Vaderlandsch woordenboek

Jacobus Kok (1780)

Gepubliceerd op 20-10-2022

GESELIUS, CORNELUS

betekenis & definitie

Predikant onder de Gereformeerden te Rotterdam. Na dat de Stad Dordregt, op zo eene gelukkige wijze, als op het Art. DORDREGT verhaald is, aan den Prins, of aan den Staat gekomen was, geschiedde de eerste predicatie aldaar onder den Lindeboom, in de Kloveniers Doelen, tusschen de Schutters Benedenzaal en het Schuthuis: ter zelver tijd (1572) werd 'er ook het eerste kind op de Gereformeerde wijze gedoopt, ten doop geheeven door den Heere CORNELIUS VAN BEVEREN, en genoemd CORNELIUS, met den bijnaam van GESEL, overleeden in het Jaar 1640, ongetwijfeld is deeze GESELIUS; naderhand Predikant geworden van de Duitsche en Waalsche Gemeente te Rotterdam, die hij beide bediende, en ook beide ongemeen aangenaam was.

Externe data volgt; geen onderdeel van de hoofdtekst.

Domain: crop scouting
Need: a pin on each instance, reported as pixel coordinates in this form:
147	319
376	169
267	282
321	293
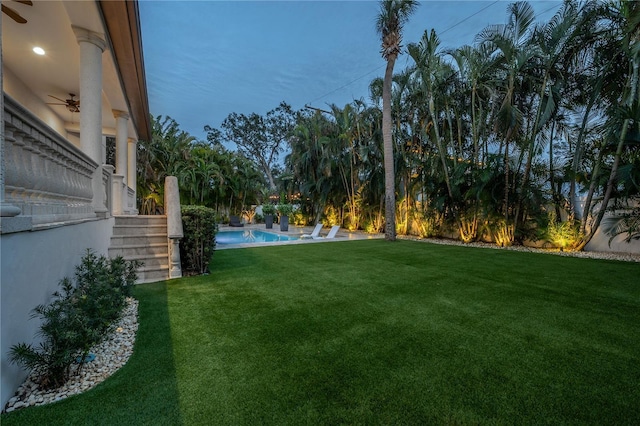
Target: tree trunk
387	135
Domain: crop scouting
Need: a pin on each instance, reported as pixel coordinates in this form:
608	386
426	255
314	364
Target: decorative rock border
111	354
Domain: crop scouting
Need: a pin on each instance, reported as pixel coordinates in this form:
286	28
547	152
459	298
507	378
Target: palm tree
512	42
391	19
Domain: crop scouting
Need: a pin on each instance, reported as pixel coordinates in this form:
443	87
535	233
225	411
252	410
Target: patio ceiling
49	26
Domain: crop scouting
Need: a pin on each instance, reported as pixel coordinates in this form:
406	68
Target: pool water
250	236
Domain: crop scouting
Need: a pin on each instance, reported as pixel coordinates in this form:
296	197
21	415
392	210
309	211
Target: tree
391	19
259	138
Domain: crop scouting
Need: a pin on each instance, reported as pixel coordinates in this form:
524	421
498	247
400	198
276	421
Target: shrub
197	245
565	235
285	209
78	318
268	209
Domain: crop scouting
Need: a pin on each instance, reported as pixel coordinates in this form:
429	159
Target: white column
122	119
132	146
91	48
120	178
104	149
6	210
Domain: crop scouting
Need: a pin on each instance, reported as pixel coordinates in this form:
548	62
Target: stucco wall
15	88
31	266
600	242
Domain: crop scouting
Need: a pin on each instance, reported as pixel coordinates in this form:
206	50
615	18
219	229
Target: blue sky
207	59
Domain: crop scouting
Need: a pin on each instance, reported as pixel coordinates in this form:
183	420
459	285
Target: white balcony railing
46	176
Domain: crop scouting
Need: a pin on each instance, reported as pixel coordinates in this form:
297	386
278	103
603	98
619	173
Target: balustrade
46	176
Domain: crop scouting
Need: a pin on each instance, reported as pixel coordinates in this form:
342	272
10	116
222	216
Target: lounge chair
315	233
332	233
235	221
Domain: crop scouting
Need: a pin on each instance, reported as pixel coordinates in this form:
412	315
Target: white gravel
111	354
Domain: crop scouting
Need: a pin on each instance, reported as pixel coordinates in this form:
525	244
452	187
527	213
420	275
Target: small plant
197	245
78	318
268	209
285	209
565	235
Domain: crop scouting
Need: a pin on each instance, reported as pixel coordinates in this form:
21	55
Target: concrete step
128	240
149	260
127	251
140	220
142	238
153	275
125	230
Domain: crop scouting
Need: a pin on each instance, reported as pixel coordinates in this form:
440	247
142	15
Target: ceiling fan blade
13	15
55	97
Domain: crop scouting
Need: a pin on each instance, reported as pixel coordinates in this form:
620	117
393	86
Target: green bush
197	245
268	209
285	209
78	318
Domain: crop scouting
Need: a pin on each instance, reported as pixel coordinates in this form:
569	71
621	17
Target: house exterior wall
31	266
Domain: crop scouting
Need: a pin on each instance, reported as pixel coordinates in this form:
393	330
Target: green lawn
371	332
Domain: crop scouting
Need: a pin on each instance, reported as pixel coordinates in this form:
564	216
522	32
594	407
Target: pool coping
343	235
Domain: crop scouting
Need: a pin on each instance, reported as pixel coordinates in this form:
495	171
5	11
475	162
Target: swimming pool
251	236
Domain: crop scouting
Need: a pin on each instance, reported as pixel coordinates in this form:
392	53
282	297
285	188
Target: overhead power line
307	105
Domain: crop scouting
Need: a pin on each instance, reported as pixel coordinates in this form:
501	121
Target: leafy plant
197	245
285	209
78	318
565	235
268	209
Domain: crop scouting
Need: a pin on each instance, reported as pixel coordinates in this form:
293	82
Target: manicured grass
370	332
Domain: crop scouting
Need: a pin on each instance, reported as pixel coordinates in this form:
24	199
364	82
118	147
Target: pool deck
343	235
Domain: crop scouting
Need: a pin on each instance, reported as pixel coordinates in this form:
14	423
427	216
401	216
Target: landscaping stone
111	354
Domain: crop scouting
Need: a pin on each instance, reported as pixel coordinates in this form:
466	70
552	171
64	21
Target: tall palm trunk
389	172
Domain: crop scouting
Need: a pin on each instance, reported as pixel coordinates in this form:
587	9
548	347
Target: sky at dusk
207	59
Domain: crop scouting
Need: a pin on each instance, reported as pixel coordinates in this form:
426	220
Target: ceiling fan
72	104
15	15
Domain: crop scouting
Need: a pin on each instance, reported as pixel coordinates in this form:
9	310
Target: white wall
31	266
600	242
15	88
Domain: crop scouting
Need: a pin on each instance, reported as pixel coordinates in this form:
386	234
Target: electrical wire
442	32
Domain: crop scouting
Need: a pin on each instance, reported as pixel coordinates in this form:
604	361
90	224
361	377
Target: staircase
142	238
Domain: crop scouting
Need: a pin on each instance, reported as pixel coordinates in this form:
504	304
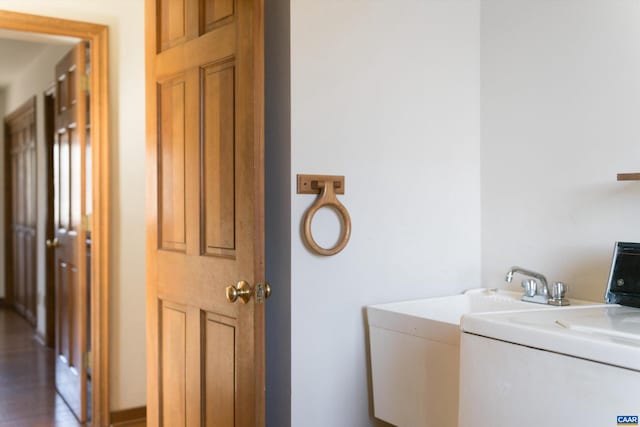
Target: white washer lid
607	333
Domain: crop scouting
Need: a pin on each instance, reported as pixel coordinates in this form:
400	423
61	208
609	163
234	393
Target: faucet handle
530	287
558	290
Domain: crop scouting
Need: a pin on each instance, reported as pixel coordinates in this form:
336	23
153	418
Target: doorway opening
94	219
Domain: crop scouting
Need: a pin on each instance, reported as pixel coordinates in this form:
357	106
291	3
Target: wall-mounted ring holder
327	186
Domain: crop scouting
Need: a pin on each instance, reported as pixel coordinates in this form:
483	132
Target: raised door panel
218	194
173	354
171	180
216	12
219	371
172	23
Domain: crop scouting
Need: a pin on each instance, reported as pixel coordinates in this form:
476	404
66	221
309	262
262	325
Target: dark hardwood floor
27	392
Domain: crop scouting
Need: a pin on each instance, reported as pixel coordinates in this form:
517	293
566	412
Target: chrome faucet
539	294
532	292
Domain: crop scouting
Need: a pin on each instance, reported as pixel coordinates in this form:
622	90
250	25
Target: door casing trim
98	35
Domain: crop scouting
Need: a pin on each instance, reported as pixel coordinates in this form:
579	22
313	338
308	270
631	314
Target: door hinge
85	83
87	360
86	223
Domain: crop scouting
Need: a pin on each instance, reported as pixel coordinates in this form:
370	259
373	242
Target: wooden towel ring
327	198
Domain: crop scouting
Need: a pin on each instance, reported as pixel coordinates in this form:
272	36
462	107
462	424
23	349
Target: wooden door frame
99	114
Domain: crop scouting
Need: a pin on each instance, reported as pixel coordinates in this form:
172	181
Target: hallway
27	392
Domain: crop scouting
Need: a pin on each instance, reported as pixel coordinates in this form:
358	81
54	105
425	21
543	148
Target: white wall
560	100
126	80
33	80
387	94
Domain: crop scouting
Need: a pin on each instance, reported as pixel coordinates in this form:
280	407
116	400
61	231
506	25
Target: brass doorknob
52	243
242	291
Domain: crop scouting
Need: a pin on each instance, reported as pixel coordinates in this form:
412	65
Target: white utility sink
414	347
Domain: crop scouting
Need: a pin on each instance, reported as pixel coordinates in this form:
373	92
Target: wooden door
69	155
205	212
21	143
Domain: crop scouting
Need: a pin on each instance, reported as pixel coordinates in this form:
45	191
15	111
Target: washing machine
579	366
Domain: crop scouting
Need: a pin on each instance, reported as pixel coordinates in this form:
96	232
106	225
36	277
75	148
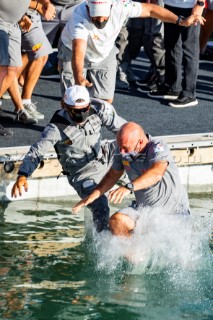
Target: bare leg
16	95
121	225
32	74
21	76
7	75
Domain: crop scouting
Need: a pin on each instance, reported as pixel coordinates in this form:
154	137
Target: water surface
54	266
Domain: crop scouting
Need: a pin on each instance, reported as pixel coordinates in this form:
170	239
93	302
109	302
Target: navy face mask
79	115
98	24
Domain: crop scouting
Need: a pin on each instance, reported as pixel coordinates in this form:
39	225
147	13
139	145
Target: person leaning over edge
153	174
87	51
76	134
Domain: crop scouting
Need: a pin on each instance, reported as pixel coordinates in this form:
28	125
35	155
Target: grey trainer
121	81
24	117
32	110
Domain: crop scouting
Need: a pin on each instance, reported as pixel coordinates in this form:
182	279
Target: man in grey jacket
153	174
76	134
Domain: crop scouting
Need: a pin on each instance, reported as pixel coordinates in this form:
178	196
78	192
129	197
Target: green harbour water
54	266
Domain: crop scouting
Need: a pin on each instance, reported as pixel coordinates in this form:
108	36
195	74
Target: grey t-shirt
168	192
12	11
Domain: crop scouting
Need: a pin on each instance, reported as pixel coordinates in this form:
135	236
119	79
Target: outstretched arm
48	9
158	12
105	185
147	179
79	47
18	186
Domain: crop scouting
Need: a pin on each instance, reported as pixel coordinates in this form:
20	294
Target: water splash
176	244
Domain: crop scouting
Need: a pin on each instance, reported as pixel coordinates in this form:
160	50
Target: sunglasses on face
79	111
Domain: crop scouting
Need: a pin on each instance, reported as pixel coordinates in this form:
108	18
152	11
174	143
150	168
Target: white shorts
35	43
102	75
10	48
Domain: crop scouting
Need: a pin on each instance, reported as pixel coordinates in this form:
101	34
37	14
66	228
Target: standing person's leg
65	67
190	39
173	57
190	64
37	48
10	55
103	76
123	59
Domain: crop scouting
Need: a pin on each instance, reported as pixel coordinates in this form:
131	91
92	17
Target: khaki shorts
35	43
10	48
102	75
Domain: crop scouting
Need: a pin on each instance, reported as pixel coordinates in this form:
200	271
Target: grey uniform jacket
77	145
168	192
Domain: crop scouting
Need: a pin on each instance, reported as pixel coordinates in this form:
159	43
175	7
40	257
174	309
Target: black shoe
144	82
5	132
5	118
183	102
164	92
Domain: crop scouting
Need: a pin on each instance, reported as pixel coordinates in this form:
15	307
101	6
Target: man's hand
117	195
84	202
25	24
192	20
49	11
18	185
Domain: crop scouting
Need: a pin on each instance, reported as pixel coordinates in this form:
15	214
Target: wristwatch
179	19
130	186
200	3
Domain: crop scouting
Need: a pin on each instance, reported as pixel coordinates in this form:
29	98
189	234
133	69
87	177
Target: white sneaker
24	117
32	110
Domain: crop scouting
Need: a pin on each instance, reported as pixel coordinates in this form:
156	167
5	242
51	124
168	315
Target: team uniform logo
159	148
36	47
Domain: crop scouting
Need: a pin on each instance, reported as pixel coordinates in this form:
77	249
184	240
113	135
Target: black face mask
79	115
98	24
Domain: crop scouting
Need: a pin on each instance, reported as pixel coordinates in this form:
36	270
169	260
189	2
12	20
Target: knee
121	225
10	71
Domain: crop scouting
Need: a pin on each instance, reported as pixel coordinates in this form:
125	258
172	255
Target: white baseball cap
99	8
74	93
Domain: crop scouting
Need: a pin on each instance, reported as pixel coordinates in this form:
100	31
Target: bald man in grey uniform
153	176
76	134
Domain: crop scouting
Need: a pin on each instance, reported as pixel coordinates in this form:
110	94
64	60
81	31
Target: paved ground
153	114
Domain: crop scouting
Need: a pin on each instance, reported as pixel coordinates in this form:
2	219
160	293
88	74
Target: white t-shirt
181	3
99	41
12	11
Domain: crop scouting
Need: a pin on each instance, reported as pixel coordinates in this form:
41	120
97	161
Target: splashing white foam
160	242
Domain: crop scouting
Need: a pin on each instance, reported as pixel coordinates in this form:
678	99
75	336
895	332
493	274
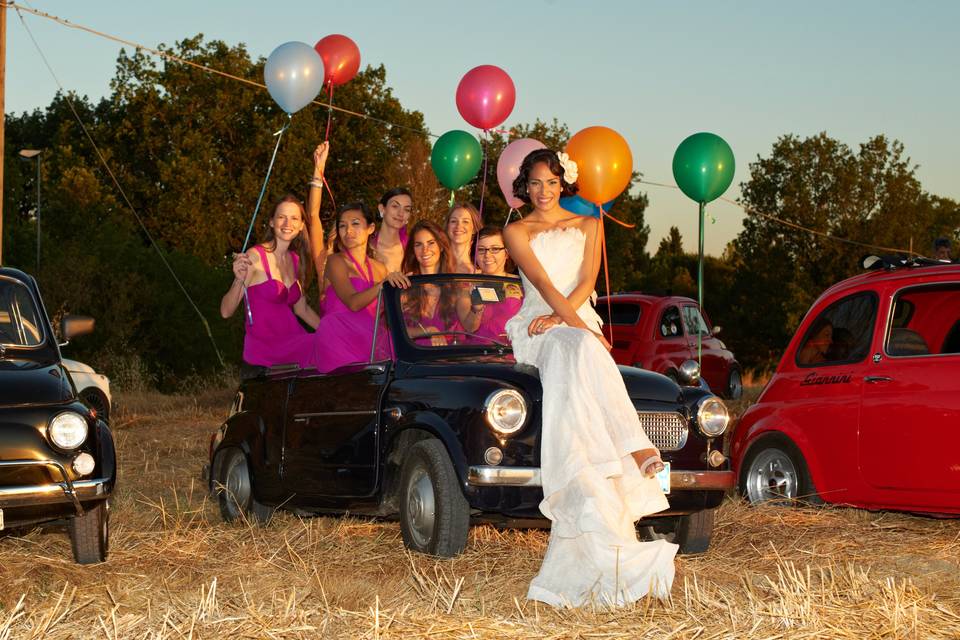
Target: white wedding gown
592	487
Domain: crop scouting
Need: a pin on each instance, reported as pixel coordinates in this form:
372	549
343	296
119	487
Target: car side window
841	334
693	320
925	321
620	313
670	323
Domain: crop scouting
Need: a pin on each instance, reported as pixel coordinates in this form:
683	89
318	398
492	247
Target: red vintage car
864	406
659	333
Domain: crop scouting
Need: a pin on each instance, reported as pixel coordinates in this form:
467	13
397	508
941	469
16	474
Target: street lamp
29	154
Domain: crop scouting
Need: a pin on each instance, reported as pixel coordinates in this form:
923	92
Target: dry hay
177	571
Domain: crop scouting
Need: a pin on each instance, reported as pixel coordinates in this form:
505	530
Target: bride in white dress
597	464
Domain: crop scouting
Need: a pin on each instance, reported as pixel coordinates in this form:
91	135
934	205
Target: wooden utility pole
3	108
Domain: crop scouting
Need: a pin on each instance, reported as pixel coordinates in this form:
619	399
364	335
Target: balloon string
626	225
483	184
263	189
703	206
606	272
329	113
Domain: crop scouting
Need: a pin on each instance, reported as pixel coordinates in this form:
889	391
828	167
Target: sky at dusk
656	72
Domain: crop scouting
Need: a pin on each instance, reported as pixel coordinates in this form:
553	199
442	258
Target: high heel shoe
651	466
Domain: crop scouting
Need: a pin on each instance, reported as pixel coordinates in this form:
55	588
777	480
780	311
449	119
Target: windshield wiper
465	333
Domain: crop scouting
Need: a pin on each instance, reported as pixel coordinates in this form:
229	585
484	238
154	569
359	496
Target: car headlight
67	430
506	411
712	416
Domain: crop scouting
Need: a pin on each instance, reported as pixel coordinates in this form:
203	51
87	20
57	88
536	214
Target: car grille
667	431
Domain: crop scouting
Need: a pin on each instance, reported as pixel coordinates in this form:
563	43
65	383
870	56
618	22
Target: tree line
190	150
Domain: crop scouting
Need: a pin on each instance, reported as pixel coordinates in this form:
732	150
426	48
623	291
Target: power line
116	183
169	56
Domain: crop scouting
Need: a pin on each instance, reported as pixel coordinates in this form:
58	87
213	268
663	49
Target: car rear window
841	334
623	313
925	321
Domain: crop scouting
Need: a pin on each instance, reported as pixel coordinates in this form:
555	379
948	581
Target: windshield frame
42	322
406	349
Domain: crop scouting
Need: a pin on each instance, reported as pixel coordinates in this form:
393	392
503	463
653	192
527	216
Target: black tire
97	401
694	532
434	515
90	534
235	490
734	388
774	472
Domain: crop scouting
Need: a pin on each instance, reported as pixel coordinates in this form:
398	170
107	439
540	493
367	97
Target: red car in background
658	333
864	407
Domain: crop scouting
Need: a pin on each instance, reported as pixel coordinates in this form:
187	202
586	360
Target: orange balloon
604	163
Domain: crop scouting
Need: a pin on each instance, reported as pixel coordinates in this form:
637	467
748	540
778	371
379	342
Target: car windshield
443	312
20	324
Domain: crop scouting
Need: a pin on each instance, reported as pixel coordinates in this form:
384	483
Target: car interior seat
907	342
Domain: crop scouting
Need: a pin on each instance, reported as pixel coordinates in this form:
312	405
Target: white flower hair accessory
570	171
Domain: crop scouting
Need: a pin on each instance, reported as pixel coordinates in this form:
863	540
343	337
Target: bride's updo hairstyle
549	158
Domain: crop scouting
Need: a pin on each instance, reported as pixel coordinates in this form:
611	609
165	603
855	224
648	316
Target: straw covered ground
176	571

Een opregt vroom man, zig vast houdende bij de gemelde Religie, van den aanvang der Reformatie aldaar geleerd en aangenomen: doch door de Remonstrantsche Overheid (om dat hij de Leere van ARMINIUS niet toeviel, maar integendeel zijnen Amptgenoot NICOLAUS GREVINCHOVEN, Voorstander van de gedagte Leere, zo op den Predikstoel, als in de huizen der bijzonderen, ernstig tegensprak) eerst van zijnen dienst in October van het Jaar 1611 afgezet, daar na in Februarij van het Jaar 1612, op bevel der Magistraat, door Schout en Dienaars de Stad uitgeleid, met onbetaamlijk geweld, zonder ooit in Kerkelijke vergaderinge gehoord of veroordeeld te zijn. Hoedanig zig dit verder toegedraagen heeft, met volkomener berigt, kan men zien uit zijne verantwoordinge, enz. Hij werd, kort na dat hij te Rotterdam afgezet en uitgeleid was, tot Predikant te Edam beroepen.